In 1978, when she was thirty-five, Whelan enlisted the backing of famed Harvard nutritionist Fredrick Stare, a former professor of hers, and other academic eminences to open her own enterprise, somewhat grandly called the American Council on Science and Health, devoted to educating consumers. Funded by non-profit foundations and decidedly profit-seeking corporations, some in the food business, opening Whelan to conflict-of-interest charges, her office generated studies, pamphlets, reports, and a newsletter that were clear, informative, and objective. From the first, smoking was one of her council’s major concerns, as she kept after the subject in ways others ignored by writing in her newsletter,
Healthwatch
, on, for example, the inadequacy of the cigarette companies’ disclosure of the additives in their manufacturing process and how the U.S. government had long been guilty of pushing surplus American tobacco in Third World nations in the guise of economic aid.

Because she felt that her fellow conservatives suffered from a “complete inability to deal effectively with cigarettes” due to their doctrinaire distaste for government intervention in matters best left to private resolution, Whelan reached out to them, in part through articles in
The Wall Street Journal
. A particular source of sadness to her was that many conservatives were avowedly “pro-life” in their opposition to abortion but seemingly anti-life in their failure to combat the hazards of smoking. Whelan’s most noteworthy effort was a sustained but not shrill diatribe in book form—
A Smoking Gun: How the Tobacco Industry Gets Away with Murder
—issued in 1984 by a small Philadelphia publisher. The most stinging volume on the subject by an American since Senator Maurine Neuberger’s
Smoke Screen
twenty-one years earlier, it blended history and analysis of the cigarette companies’ conduct, which she called “a unique problem that demands a unique solution,” yet feared it would not be addressed because “Americans today do not want to talk about cigarettes.” In a chapter entitled “Fourteen Ploys That Can Kill You,” she battered most of the industry’s pet defenses, such as the claim that the health charges against it were merely an association of factors and did not prove causation. The companies, she wrote, “would have us believe that statistics are just a group of numbers looking for an argument.”

x

DURING
the congressional testimony by health advocates on the 1984 cigarette labeling bill, no organization was more conspicuous by its absence
than the group widely regarded as the voice of the American medical profession—the AMA—with more than 300,000 physicians, over half the national total, as members. AMA policy in tolerance of smoking had for decades been a notorious example of self-serving cynicism in the eyes of those who felt that doctors were, or ought to be, exemplars of altruism.

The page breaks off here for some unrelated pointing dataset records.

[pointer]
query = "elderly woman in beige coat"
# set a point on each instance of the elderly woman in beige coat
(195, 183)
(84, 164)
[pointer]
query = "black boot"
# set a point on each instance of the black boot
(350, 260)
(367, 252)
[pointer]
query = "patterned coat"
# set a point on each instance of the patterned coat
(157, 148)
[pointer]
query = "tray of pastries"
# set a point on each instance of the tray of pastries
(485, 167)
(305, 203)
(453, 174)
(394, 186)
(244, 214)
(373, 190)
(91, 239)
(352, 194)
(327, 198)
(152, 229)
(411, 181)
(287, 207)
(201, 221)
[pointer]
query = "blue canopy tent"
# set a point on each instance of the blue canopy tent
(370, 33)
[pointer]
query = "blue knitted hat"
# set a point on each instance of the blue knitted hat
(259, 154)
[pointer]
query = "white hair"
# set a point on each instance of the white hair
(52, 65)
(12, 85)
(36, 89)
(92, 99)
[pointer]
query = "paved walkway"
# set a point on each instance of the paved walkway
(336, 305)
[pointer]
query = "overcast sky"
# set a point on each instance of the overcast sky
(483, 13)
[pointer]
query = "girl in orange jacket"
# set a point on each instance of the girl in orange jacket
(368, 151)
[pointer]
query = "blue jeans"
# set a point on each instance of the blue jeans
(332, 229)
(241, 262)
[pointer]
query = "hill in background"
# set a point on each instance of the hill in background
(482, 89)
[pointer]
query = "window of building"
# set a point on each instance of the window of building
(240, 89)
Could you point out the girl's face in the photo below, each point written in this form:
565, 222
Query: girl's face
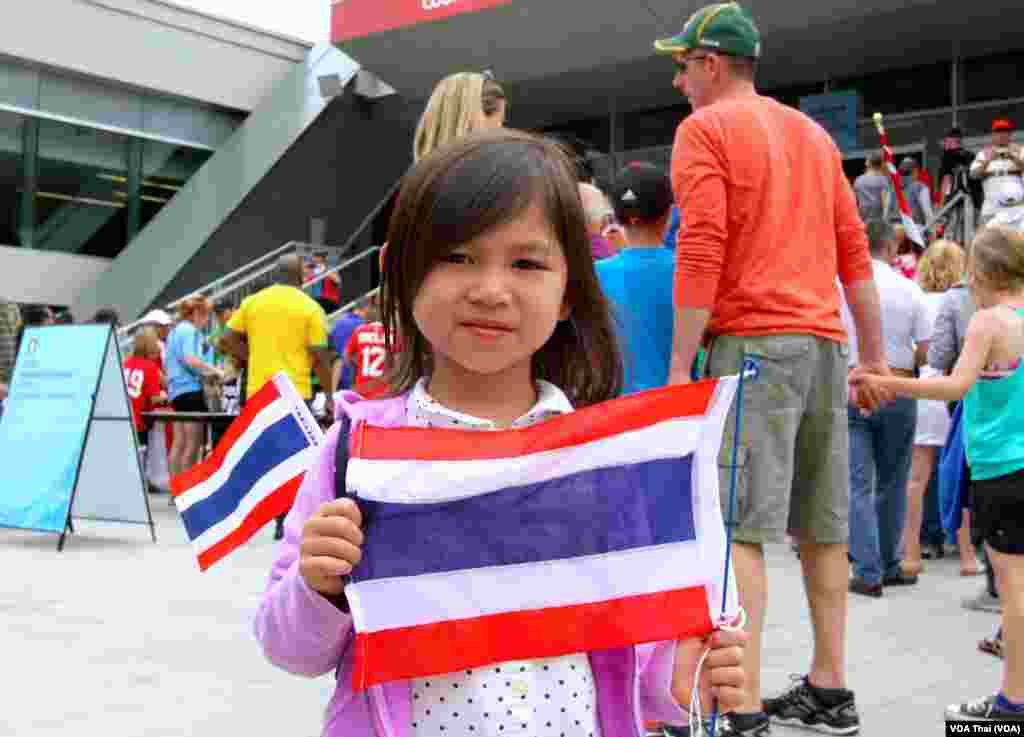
489, 305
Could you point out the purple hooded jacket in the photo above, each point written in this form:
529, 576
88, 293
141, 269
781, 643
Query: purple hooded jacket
304, 634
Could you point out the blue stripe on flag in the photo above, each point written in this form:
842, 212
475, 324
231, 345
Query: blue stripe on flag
588, 513
271, 447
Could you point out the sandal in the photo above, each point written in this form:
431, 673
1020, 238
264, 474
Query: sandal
992, 646
910, 569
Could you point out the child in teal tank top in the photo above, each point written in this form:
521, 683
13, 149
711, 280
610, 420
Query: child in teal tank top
989, 377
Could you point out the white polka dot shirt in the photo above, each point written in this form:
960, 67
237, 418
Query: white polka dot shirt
548, 697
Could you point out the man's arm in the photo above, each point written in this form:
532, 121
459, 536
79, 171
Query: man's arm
862, 297
322, 364
690, 324
698, 179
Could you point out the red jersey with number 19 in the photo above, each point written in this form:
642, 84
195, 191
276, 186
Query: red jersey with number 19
366, 352
142, 382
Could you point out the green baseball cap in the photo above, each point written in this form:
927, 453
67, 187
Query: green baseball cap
722, 27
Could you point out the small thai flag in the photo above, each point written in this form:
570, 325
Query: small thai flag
596, 529
252, 475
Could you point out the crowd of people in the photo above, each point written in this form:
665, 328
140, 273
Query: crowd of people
882, 431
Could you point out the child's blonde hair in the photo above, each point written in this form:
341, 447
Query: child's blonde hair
194, 305
997, 259
941, 267
145, 344
457, 106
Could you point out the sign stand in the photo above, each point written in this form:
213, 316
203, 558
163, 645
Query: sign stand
68, 445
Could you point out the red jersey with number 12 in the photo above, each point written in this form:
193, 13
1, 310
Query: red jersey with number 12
366, 352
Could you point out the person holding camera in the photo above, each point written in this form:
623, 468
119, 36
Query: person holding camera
999, 167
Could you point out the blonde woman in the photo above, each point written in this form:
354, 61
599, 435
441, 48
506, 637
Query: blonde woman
940, 269
187, 362
460, 104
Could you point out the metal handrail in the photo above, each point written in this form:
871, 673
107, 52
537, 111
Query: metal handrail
343, 265
351, 305
367, 222
242, 269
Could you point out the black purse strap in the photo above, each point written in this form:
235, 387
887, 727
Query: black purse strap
341, 458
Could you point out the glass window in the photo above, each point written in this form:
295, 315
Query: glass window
81, 193
11, 177
647, 129
165, 170
93, 190
993, 78
895, 91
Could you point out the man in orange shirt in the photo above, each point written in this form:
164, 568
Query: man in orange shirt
768, 223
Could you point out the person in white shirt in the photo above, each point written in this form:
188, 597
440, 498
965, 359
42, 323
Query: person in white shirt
881, 443
999, 167
918, 196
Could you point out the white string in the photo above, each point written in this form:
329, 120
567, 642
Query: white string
696, 707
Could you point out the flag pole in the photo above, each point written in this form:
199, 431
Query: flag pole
749, 372
912, 231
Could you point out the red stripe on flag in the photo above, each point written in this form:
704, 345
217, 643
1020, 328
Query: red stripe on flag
594, 423
354, 18
279, 503
201, 472
445, 647
904, 208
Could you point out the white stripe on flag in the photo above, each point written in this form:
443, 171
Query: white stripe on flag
267, 416
278, 476
410, 481
410, 601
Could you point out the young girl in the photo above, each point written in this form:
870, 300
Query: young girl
489, 285
990, 375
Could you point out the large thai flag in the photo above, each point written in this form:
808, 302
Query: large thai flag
596, 529
252, 475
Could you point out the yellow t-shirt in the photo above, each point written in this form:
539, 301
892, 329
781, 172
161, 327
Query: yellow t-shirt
283, 327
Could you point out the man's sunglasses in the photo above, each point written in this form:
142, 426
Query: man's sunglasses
683, 66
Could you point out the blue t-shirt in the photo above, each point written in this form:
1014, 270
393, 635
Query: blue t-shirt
638, 283
340, 334
183, 341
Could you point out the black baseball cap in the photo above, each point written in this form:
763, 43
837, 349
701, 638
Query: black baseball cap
643, 191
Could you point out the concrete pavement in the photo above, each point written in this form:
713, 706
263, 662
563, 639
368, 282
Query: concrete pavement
123, 638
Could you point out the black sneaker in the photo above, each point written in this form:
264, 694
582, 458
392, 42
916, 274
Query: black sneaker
859, 586
732, 725
827, 710
982, 709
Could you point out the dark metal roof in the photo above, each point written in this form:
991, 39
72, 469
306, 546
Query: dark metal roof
567, 58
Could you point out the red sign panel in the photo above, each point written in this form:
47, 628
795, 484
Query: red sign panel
353, 18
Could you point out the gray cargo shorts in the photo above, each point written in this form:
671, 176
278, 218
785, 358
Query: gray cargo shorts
793, 464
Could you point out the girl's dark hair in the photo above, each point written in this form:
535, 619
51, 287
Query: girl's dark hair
461, 191
492, 95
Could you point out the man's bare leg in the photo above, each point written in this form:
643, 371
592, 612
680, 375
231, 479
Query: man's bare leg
826, 571
752, 580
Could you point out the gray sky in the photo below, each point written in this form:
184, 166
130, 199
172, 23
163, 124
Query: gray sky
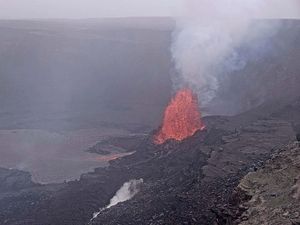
19, 9
15, 9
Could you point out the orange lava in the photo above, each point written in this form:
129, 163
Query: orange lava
182, 118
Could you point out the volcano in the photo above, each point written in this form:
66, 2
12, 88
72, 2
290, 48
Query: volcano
182, 118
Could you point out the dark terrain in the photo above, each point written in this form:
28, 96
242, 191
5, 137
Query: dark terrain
189, 182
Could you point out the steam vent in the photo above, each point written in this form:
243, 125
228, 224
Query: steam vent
182, 118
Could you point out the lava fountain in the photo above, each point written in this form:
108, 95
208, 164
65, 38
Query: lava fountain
182, 118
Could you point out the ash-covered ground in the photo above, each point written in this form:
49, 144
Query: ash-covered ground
190, 182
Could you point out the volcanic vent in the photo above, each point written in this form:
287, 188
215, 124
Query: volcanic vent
182, 118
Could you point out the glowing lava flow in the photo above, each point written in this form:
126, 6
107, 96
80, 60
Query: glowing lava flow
182, 118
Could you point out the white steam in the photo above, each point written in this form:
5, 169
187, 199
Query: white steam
125, 193
209, 32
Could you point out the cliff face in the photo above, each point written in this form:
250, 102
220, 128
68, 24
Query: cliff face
274, 190
268, 195
184, 182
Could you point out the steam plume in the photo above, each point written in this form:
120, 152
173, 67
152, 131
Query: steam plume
208, 35
125, 193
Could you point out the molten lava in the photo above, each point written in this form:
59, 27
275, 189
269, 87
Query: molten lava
182, 118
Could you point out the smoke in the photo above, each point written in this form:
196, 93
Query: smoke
208, 36
125, 193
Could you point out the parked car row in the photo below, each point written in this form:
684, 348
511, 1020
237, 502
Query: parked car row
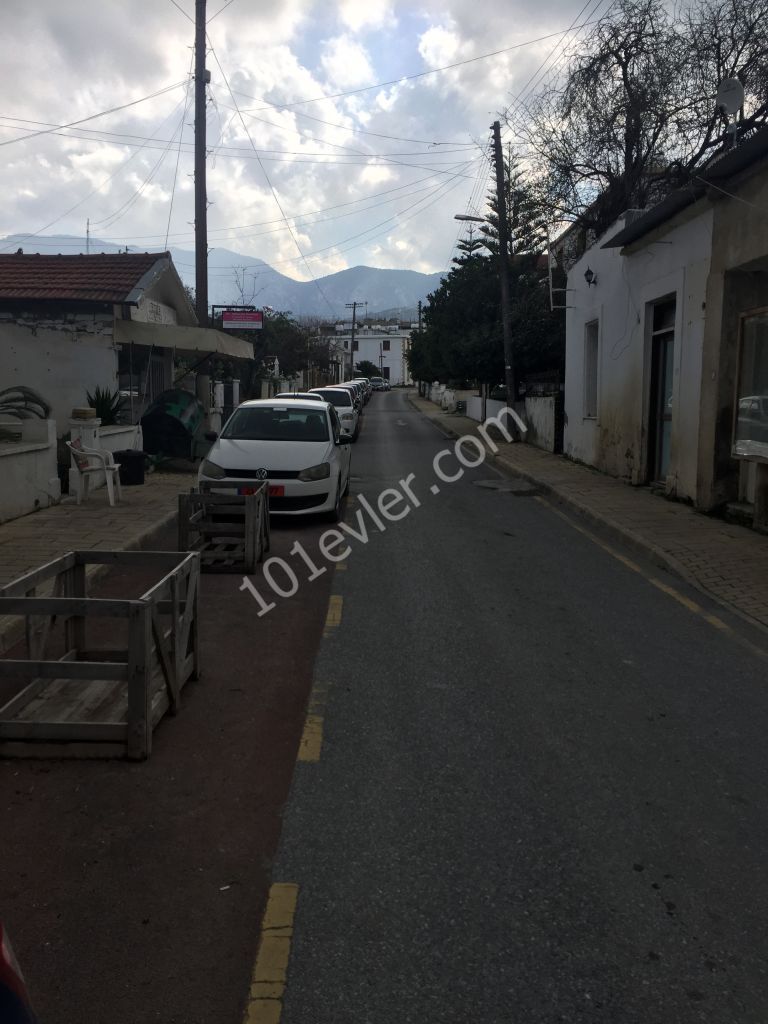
299, 442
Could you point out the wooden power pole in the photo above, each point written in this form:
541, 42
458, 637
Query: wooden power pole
501, 194
202, 78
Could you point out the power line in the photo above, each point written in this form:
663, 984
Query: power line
178, 150
266, 176
92, 117
219, 11
93, 192
409, 78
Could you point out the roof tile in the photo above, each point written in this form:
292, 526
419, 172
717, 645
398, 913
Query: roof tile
97, 278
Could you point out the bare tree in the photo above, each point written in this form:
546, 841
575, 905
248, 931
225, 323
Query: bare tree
634, 114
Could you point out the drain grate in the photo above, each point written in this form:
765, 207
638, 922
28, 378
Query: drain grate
518, 488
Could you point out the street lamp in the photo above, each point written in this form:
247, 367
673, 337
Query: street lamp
509, 374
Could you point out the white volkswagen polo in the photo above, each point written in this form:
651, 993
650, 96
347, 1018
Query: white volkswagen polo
298, 445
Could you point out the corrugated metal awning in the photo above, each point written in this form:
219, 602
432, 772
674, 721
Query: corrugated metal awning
182, 339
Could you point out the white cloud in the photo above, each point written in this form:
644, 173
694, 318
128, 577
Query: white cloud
276, 55
346, 64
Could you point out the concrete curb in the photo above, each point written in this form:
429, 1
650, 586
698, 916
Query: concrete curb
620, 534
10, 635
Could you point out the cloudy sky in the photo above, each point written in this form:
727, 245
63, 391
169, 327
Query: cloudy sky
340, 132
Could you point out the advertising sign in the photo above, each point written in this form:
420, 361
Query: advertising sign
243, 320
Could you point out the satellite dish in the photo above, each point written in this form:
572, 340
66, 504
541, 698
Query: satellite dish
730, 95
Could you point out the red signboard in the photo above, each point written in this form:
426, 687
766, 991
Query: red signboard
249, 320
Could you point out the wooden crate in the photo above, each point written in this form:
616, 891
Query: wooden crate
229, 531
105, 701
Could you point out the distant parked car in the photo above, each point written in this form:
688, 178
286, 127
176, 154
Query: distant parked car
299, 394
341, 399
752, 424
14, 999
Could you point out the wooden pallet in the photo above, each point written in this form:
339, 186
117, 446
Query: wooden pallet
230, 531
101, 701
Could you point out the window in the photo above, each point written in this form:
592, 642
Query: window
752, 407
591, 333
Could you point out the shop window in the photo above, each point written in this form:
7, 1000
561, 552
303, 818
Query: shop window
591, 334
752, 404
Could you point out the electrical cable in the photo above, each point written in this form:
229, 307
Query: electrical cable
93, 192
269, 183
178, 151
92, 117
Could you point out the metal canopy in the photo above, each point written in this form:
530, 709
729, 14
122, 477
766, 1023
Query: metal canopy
182, 339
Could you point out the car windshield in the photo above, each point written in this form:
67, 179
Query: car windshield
276, 423
338, 398
299, 395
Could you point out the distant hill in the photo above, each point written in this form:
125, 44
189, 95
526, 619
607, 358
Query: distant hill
388, 293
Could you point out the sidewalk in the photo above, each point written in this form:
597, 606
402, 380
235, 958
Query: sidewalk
727, 562
41, 537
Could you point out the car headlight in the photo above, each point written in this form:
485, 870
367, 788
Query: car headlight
315, 472
210, 469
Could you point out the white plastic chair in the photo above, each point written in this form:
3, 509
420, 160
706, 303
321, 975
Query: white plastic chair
88, 461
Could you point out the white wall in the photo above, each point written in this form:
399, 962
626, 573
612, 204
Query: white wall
676, 262
540, 419
29, 476
371, 346
60, 359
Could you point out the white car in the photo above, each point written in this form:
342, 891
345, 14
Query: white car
298, 445
341, 399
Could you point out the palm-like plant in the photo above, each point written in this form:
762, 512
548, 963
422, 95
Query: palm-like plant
107, 403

Practitioners in a high-stress profession, many physicians had been heavy smokers. Industry-manned tables distributing free cigarettes were a fixture at medical meetings and conventions throughout the first half of the century and beyond, and if doctors did not openly condone smoking by their patients, they were slow to denounce it. The AMA had been particularly dilatory in this regard, indeed unconscionably so. At the first congressional hearings on smoking and health in 1957, its spokesman contended that a man would have to inhale 100,000 cigarettes a day to absorb a dose equivalent to what was being painted on the shaved backs of mice in bioassays to test the carcinogenic potency of tobacco. The AMA leadership had opposed the health warning labels on cigarette packs seven years later, when Congress first seriously considered the idea, and then allowed the tobacco industry to buy time and the AMA’s good name in its abortive fourteen-year study of the hazards of smoking—part of the crass exchange for winning protobacco lawmakers’ opposition to Medicare.